Okay . . . yes, I keep alcohol in the house. I’m a [obscenity] singlemom, your honor, how am I supposed to get through the day without a glass of wine or two? And the Jack Daniel’s, that’s just for entertaining. I don’t drink the stuff, never could.

But the powder in the closet? That wasn’t mine, your honor. I hadn’t been paying attention when I had packed up the neglect and old photos in the same box, and a couple of bags of his old merchandise must have made it in there. I had no idea. The kids had no idea. How can you hold that against me? Thirty pounds? They’re lying. He never, ever had that much in the house at once, and I certainly wouldn’t have been able to fit that into the box.

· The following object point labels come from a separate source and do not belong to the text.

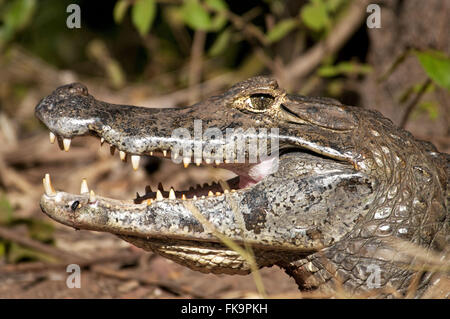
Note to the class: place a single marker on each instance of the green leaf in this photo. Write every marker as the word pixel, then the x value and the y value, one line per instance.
pixel 437 66
pixel 333 5
pixel 218 5
pixel 18 13
pixel 142 15
pixel 120 9
pixel 343 68
pixel 315 15
pixel 195 16
pixel 281 29
pixel 221 43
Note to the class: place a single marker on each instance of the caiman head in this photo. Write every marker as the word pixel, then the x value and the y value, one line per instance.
pixel 324 175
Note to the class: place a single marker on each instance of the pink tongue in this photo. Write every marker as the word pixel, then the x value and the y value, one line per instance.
pixel 255 173
pixel 245 181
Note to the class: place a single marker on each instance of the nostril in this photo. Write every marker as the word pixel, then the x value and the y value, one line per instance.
pixel 78 88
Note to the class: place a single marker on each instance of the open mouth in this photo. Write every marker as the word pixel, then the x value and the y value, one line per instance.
pixel 247 174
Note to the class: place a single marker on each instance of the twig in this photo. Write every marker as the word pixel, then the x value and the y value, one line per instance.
pixel 335 40
pixel 40 266
pixel 413 103
pixel 195 65
pixel 83 262
pixel 163 284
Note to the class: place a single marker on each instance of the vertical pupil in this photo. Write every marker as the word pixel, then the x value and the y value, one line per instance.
pixel 261 101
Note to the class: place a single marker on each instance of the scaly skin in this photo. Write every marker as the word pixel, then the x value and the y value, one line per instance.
pixel 349 184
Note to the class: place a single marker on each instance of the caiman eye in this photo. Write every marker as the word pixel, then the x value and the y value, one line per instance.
pixel 260 102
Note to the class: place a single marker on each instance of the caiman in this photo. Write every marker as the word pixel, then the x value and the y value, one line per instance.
pixel 328 205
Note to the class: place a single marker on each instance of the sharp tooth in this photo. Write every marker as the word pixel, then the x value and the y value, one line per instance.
pixel 92 197
pixel 52 137
pixel 66 143
pixel 135 161
pixel 186 162
pixel 84 189
pixel 48 188
pixel 172 194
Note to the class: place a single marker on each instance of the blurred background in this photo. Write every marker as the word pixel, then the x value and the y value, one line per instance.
pixel 168 53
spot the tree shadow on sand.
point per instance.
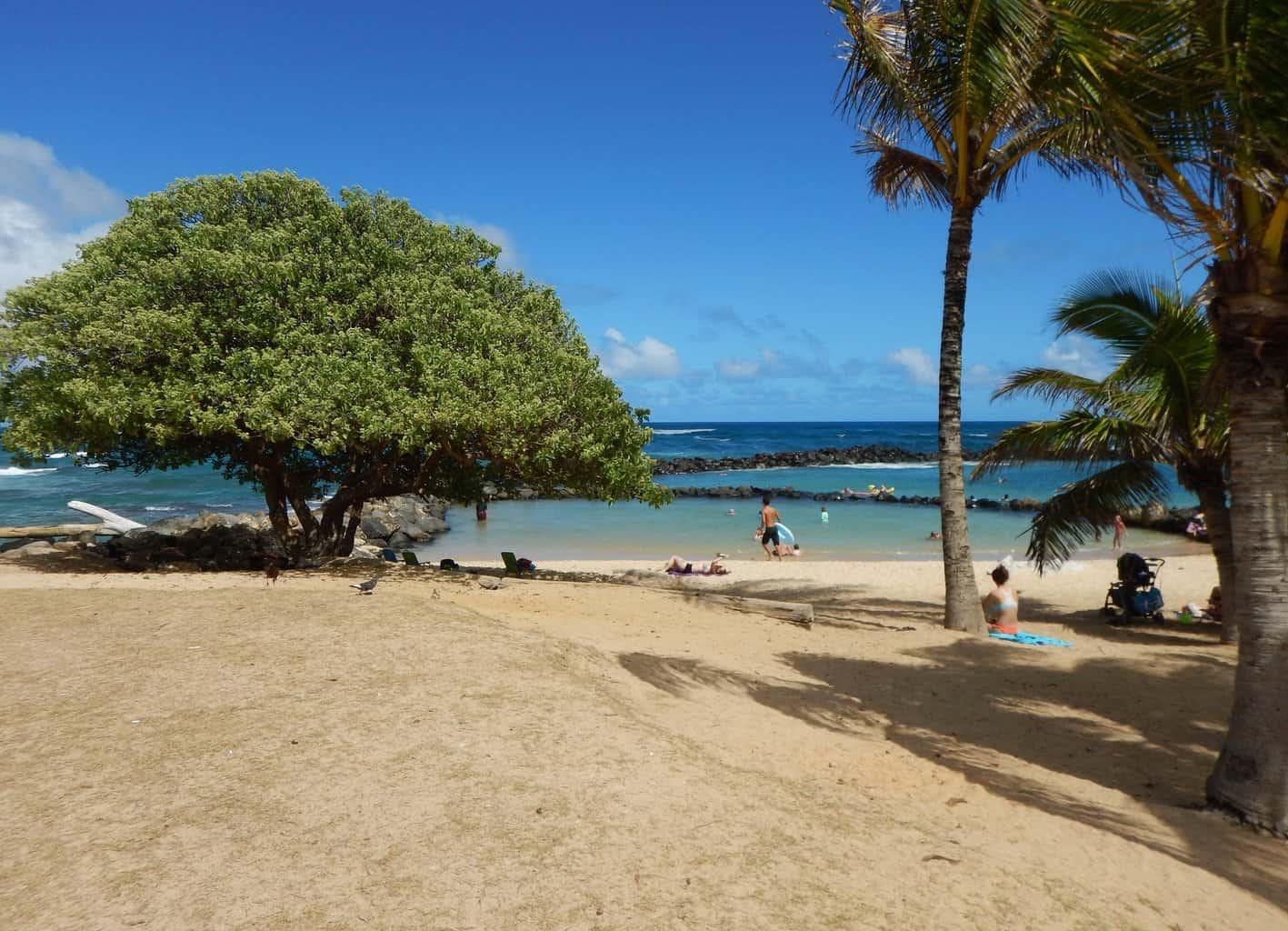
(1149, 730)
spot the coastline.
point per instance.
(178, 746)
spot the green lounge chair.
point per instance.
(512, 565)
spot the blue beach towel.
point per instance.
(1029, 639)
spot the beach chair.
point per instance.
(512, 565)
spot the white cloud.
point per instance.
(45, 210)
(981, 376)
(31, 174)
(649, 358)
(916, 364)
(738, 368)
(771, 365)
(1078, 355)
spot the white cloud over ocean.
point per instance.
(1078, 355)
(916, 364)
(46, 209)
(649, 358)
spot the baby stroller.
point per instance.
(1135, 594)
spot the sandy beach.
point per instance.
(213, 751)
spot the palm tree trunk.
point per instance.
(1216, 516)
(1251, 774)
(963, 608)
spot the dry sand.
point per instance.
(207, 751)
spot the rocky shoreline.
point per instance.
(800, 458)
(215, 542)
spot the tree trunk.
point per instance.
(1216, 516)
(963, 608)
(1251, 315)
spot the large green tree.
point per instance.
(309, 345)
(954, 101)
(1158, 405)
(1194, 96)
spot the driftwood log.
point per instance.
(49, 531)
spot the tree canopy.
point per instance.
(306, 344)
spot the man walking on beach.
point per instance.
(769, 529)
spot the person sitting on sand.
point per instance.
(1003, 606)
(1213, 609)
(683, 566)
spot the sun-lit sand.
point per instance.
(210, 751)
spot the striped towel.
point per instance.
(1029, 639)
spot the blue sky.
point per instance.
(675, 169)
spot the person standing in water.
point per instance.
(769, 529)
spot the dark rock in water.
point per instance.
(207, 549)
(854, 455)
(402, 520)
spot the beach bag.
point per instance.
(1133, 569)
(1146, 603)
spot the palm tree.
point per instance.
(1194, 105)
(1157, 407)
(978, 86)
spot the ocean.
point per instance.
(691, 526)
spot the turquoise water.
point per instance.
(691, 526)
(695, 528)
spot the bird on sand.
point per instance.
(364, 587)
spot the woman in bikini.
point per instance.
(1003, 606)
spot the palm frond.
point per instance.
(902, 176)
(1082, 509)
(1055, 386)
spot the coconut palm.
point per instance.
(954, 99)
(1194, 107)
(1157, 407)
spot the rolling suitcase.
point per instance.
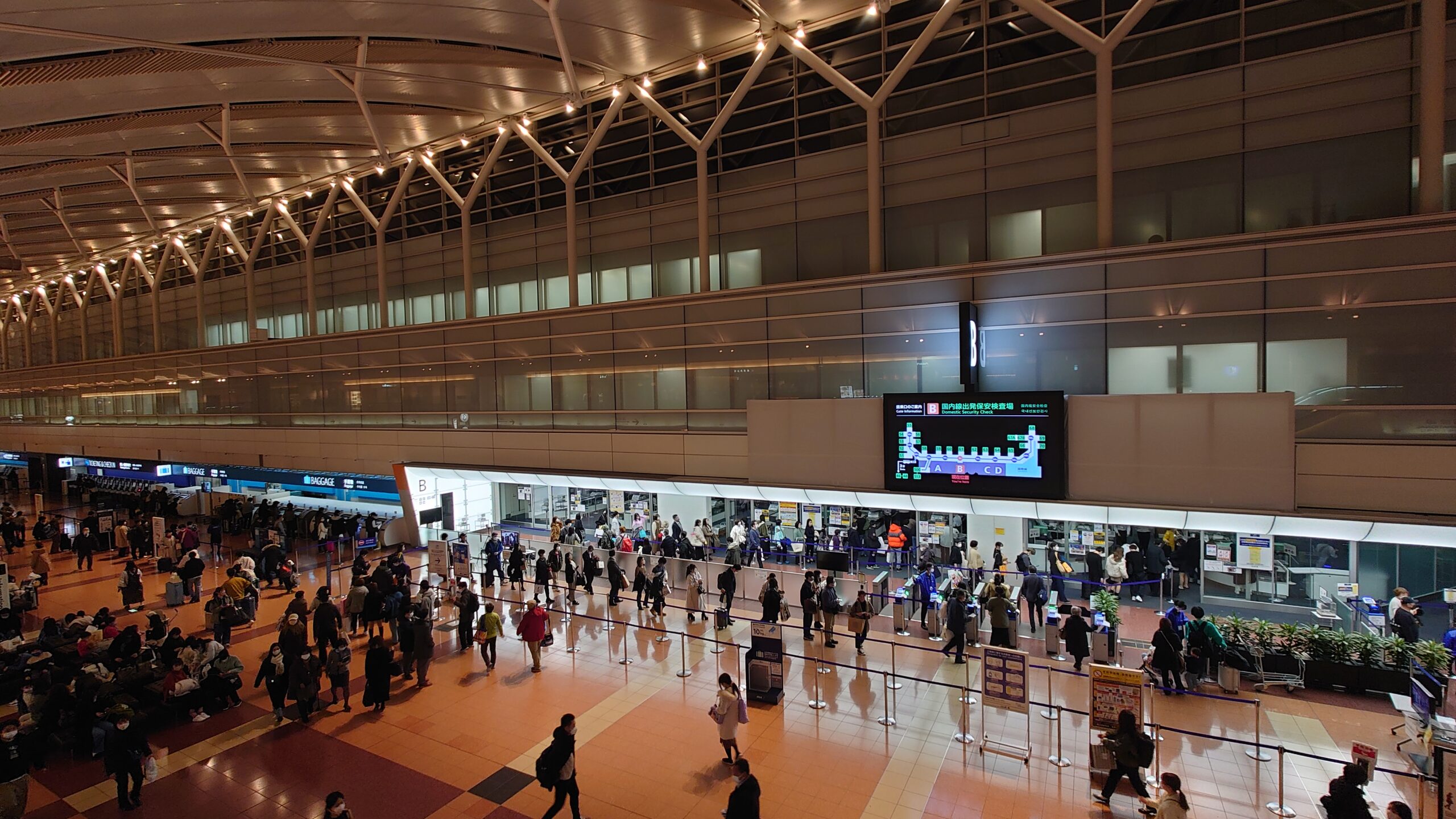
(1228, 680)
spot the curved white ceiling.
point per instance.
(86, 84)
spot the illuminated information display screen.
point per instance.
(987, 444)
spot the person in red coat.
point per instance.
(533, 630)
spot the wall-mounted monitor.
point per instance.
(981, 445)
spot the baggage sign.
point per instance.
(1004, 680)
(1113, 691)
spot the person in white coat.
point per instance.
(695, 592)
(1116, 572)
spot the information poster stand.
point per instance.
(1004, 682)
(439, 559)
(1111, 691)
(105, 522)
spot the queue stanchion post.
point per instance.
(1050, 713)
(718, 646)
(1152, 714)
(1151, 780)
(816, 703)
(1057, 758)
(966, 690)
(682, 644)
(1277, 808)
(965, 737)
(887, 721)
(571, 639)
(625, 659)
(1257, 752)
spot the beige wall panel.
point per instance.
(1232, 451)
(816, 442)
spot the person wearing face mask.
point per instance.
(334, 806)
(276, 672)
(564, 748)
(743, 802)
(127, 751)
(727, 712)
(16, 758)
(303, 684)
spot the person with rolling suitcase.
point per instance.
(727, 586)
(1205, 649)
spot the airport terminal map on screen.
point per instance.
(987, 444)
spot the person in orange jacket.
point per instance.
(897, 545)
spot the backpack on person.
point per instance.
(1143, 747)
(548, 768)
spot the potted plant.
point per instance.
(1285, 646)
(1106, 646)
(1235, 630)
(1432, 655)
(1329, 665)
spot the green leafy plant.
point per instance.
(1107, 604)
(1292, 637)
(1368, 649)
(1330, 646)
(1235, 628)
(1436, 657)
(1398, 652)
(1263, 636)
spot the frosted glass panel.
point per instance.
(1014, 235)
(640, 282)
(557, 293)
(744, 268)
(675, 278)
(614, 284)
(1306, 366)
(1221, 367)
(1140, 371)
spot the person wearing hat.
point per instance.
(16, 760)
(293, 637)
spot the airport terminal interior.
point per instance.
(747, 408)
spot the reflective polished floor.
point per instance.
(466, 745)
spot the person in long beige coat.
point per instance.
(41, 563)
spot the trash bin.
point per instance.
(932, 618)
(903, 605)
(1053, 634)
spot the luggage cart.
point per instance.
(1263, 678)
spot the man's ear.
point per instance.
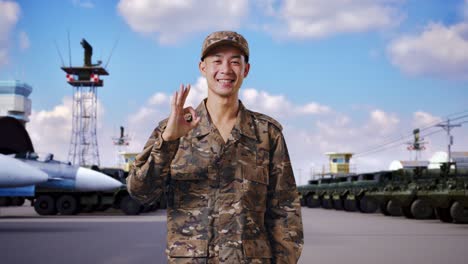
(202, 67)
(247, 69)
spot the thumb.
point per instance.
(195, 122)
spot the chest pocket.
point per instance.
(252, 169)
(189, 175)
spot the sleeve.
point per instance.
(148, 173)
(283, 216)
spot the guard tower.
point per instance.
(85, 80)
(339, 162)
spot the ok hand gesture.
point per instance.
(179, 124)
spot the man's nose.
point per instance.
(226, 67)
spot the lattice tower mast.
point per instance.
(83, 149)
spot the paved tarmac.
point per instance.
(330, 237)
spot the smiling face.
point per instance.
(224, 69)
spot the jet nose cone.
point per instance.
(15, 173)
(90, 180)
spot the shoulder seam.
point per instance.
(267, 118)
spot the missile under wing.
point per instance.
(15, 173)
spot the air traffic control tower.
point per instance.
(339, 162)
(14, 100)
(85, 80)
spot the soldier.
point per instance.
(231, 193)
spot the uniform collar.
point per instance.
(244, 123)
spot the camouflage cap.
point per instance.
(219, 38)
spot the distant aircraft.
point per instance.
(66, 176)
(15, 173)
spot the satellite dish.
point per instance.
(395, 165)
(437, 159)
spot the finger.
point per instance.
(175, 99)
(186, 92)
(195, 118)
(179, 98)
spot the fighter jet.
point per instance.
(15, 173)
(66, 176)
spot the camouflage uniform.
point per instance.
(233, 202)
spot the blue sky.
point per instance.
(340, 75)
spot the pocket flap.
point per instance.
(256, 248)
(256, 174)
(189, 248)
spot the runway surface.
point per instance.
(330, 237)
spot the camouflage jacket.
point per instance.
(233, 202)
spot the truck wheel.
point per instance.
(311, 202)
(421, 209)
(367, 205)
(67, 205)
(459, 213)
(303, 203)
(383, 209)
(350, 205)
(103, 207)
(327, 203)
(443, 214)
(130, 206)
(338, 204)
(394, 209)
(406, 211)
(45, 205)
(17, 201)
(163, 202)
(5, 201)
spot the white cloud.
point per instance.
(50, 131)
(437, 51)
(24, 41)
(424, 119)
(308, 134)
(83, 3)
(383, 122)
(9, 15)
(321, 18)
(170, 21)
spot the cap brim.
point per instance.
(221, 43)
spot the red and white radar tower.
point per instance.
(85, 80)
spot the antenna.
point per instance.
(69, 50)
(447, 127)
(417, 144)
(112, 51)
(60, 54)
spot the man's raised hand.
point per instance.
(180, 122)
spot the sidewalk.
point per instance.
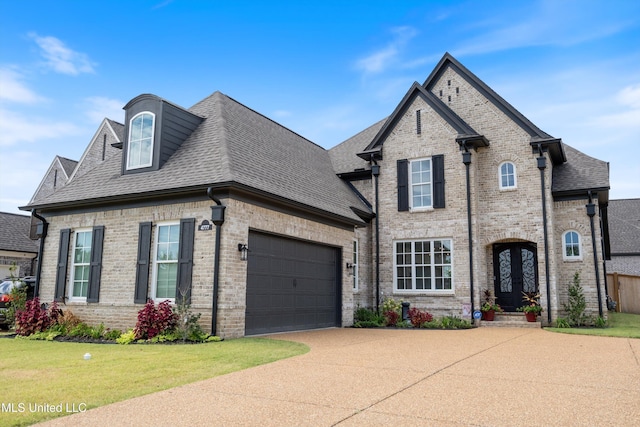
(354, 377)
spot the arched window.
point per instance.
(141, 130)
(507, 176)
(571, 246)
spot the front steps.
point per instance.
(510, 320)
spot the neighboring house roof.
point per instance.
(580, 173)
(624, 226)
(14, 233)
(234, 147)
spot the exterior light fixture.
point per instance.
(243, 249)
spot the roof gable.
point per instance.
(538, 137)
(416, 90)
(233, 147)
(14, 233)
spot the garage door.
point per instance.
(291, 285)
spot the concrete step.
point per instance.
(510, 320)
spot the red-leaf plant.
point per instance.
(35, 318)
(154, 320)
(418, 318)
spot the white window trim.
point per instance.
(415, 291)
(153, 136)
(355, 262)
(410, 183)
(154, 262)
(73, 265)
(565, 257)
(515, 177)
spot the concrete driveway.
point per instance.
(354, 377)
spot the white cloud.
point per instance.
(62, 59)
(545, 23)
(100, 107)
(13, 90)
(16, 128)
(383, 58)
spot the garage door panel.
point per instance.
(291, 285)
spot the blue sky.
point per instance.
(324, 69)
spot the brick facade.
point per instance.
(116, 308)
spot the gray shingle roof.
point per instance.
(624, 226)
(234, 144)
(580, 173)
(343, 156)
(14, 233)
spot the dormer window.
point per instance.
(141, 134)
(507, 176)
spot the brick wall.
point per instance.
(116, 308)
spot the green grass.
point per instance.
(39, 372)
(623, 325)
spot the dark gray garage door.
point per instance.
(291, 285)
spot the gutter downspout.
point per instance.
(45, 226)
(375, 170)
(217, 217)
(466, 159)
(591, 211)
(542, 165)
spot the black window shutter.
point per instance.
(185, 259)
(95, 270)
(63, 258)
(438, 180)
(403, 185)
(142, 266)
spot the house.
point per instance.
(624, 227)
(261, 230)
(16, 248)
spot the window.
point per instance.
(355, 265)
(81, 265)
(420, 185)
(571, 247)
(165, 268)
(423, 266)
(507, 176)
(141, 133)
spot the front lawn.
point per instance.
(40, 377)
(623, 325)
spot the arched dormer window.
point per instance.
(571, 246)
(141, 134)
(507, 176)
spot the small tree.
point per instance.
(576, 304)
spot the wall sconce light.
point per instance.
(243, 249)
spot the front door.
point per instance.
(515, 267)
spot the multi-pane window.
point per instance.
(421, 195)
(355, 265)
(423, 265)
(571, 246)
(81, 264)
(166, 260)
(140, 153)
(507, 175)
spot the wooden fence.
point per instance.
(625, 291)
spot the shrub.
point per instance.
(35, 318)
(576, 305)
(418, 318)
(391, 317)
(154, 320)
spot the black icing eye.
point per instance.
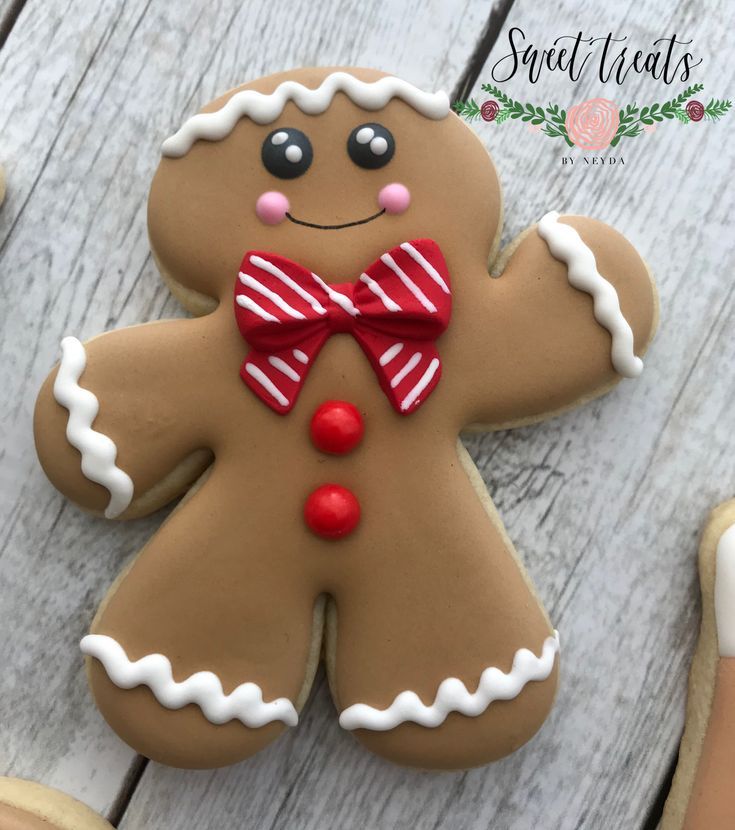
(371, 146)
(287, 153)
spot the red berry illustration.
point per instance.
(489, 110)
(695, 110)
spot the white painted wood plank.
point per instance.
(87, 92)
(605, 504)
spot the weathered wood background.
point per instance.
(605, 504)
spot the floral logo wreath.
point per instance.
(593, 124)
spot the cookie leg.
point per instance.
(25, 805)
(205, 649)
(701, 795)
(441, 656)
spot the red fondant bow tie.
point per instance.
(395, 311)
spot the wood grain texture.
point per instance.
(87, 93)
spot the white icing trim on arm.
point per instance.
(98, 451)
(204, 688)
(453, 696)
(725, 593)
(265, 109)
(566, 244)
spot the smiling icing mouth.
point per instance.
(334, 227)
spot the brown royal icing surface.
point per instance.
(13, 818)
(711, 804)
(427, 586)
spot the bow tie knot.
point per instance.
(395, 310)
(341, 316)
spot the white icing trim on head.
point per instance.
(566, 244)
(453, 696)
(98, 451)
(265, 109)
(204, 688)
(725, 593)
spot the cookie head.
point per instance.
(326, 167)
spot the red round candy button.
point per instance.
(337, 427)
(332, 511)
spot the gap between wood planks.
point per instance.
(9, 18)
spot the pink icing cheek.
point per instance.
(394, 198)
(271, 207)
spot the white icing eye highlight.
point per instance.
(364, 135)
(379, 145)
(293, 153)
(286, 153)
(371, 146)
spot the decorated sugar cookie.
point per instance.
(25, 805)
(332, 232)
(702, 796)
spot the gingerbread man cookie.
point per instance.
(332, 230)
(702, 796)
(25, 805)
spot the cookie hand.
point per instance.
(116, 424)
(571, 313)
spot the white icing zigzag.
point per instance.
(98, 451)
(264, 109)
(453, 696)
(725, 593)
(245, 703)
(566, 245)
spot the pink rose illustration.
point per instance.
(489, 110)
(592, 124)
(695, 110)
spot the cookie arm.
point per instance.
(571, 313)
(118, 424)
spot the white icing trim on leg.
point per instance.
(453, 696)
(725, 593)
(566, 244)
(204, 688)
(98, 451)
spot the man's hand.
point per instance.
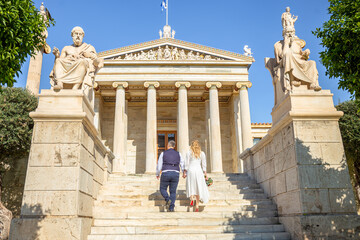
(56, 52)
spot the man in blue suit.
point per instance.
(169, 164)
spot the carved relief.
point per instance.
(166, 53)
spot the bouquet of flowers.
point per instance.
(208, 181)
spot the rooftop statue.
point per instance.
(291, 68)
(76, 66)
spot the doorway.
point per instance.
(163, 138)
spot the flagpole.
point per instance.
(167, 13)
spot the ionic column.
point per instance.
(183, 118)
(151, 134)
(247, 140)
(120, 137)
(215, 134)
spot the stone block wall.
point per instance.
(136, 146)
(301, 165)
(68, 163)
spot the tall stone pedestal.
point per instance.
(301, 165)
(68, 164)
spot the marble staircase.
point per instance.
(131, 207)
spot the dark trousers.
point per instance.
(171, 180)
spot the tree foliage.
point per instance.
(15, 125)
(350, 132)
(340, 37)
(21, 29)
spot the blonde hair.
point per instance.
(195, 148)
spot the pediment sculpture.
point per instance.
(291, 67)
(76, 66)
(166, 53)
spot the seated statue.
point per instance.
(77, 65)
(291, 67)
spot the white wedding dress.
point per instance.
(195, 180)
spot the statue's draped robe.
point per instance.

Why am I here, your honor? I mean, I know what they’ve been saying I did. It’s disgusting, the lies they’re telling everyone about me. What did they say to the news crews that came pouring in weeks later? “Sexually abusive as well—you saw the mark on his bottom. Can’t imagine the pain the children are going through,” they said. “Can’t believe she was living among us, in our good neighborhood! I bet she was funneling drugs in and decided to try the merchandise. Absolutely dreadful.” That’s [obscenity], your honor, pardon the language. They never said two words to me, never got the chance to know me, never understood what I’ve just spent ten minutes trying to make clear, and they think they can turn their noses up and point their fingers because maybe my clothes weren’t nice enough or I didn’t hemorrhage enough money to try to keep up with some stupid standard set by people with too much money and not enough to do with their lives. Bull.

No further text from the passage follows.